Probably still BIA 35.




We must have taken UT 262, but this has to be a road running east off UT 262 to Hovenweep National Monument.




The road to Hovenweep was one of the trip's roadly highlights. This road was so full of potholes that we almost decided to just turn around and go back - because some people don't like cool stuff like that.




Yes! More potholes!




The potholed road bears a tiny route marker that's too small for anyone to read. I think Google Maps calls this Hovenweep Road.




Getting closer to Hovenweep.




The pavement seems to relax a bit on this road.




Closer still to Hovenweep.




Some of the beautiful scenery at Hovenweep. The monument contains Ancestral Puebloan villages that were inhabited by hunter-gatherers from roughly 8000 B.C. to 200 A.D. and by later groups until about the 14th century. This scene is a remnant of an old village.




Another view of the Hovenweep ruins. (The magic word!) Hovenweep became a protected area because - in the words of one observer - people "have turned the ground well over and have taken out much pottery, breaking more, and strewing the ground with many crumbling bones."




More Hovenweep remnants.




A final view of Hovenweep. I can't hike any significant distance, because my energy level is practically zero.




This sign does the Doublemint thing for Cortez, Colo. It's the same distance on both routes.




This stop sign has seen less funny days.




I'm not sure where this is.




A SLOW sign like it's 1956!




I'm not even gonna try to guess where this is, or even whether it's Utah or Colorado.




See the deer on the left!




More great scenery of the Four Corners region.




America's economic recession of the late 2010s was hitting this stretch of highway hard.
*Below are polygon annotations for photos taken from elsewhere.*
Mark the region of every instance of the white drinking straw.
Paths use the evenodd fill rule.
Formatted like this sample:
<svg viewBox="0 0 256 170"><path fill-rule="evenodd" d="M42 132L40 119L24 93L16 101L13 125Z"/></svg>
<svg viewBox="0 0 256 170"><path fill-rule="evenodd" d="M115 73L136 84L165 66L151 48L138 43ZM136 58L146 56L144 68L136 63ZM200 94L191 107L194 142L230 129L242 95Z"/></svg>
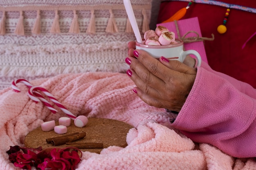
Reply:
<svg viewBox="0 0 256 170"><path fill-rule="evenodd" d="M132 28L132 29L133 30L133 32L136 38L137 42L139 43L142 43L142 39L140 33L139 33L137 22L135 18L135 16L134 15L134 13L133 12L133 10L132 7L131 2L130 0L124 0L124 4L125 9L126 10L126 13L127 13L128 18L129 18L129 20L130 20Z"/></svg>

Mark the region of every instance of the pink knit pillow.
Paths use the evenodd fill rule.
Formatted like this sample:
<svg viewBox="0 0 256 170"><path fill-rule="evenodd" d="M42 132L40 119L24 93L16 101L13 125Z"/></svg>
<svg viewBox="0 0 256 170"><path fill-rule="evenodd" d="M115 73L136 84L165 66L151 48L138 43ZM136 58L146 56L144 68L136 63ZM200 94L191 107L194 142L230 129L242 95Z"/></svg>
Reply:
<svg viewBox="0 0 256 170"><path fill-rule="evenodd" d="M131 1L143 33L151 1ZM128 68L135 38L122 0L25 2L0 2L0 89L16 79Z"/></svg>

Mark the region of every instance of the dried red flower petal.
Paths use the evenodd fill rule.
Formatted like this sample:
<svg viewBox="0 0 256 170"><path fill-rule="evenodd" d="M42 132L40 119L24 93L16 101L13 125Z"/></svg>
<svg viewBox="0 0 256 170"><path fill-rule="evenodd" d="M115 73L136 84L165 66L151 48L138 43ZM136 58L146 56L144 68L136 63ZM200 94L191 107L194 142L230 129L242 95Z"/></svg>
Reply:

This is north on US 160/491 approaching Cortez. US 491 was US 666 until the Bush regime renumbered it in 2003 as one of its "faith-based initiatives." No, I'm not making this up. I got in heated arguments on the Internet back then with people who defended this change and denied that it had anything to do with the government's growing religious extremism - even though news accounts confirmed it in plain sight.




Our mandatory Sesame Street reference! Here, US 160/491 crosses McElmo Creek. Hahaha! Elmo!




US 160 uses Main Street in Cortez.




US 160 heading away from Cortez.




South on Main Avenue - old US 550 - in Durango.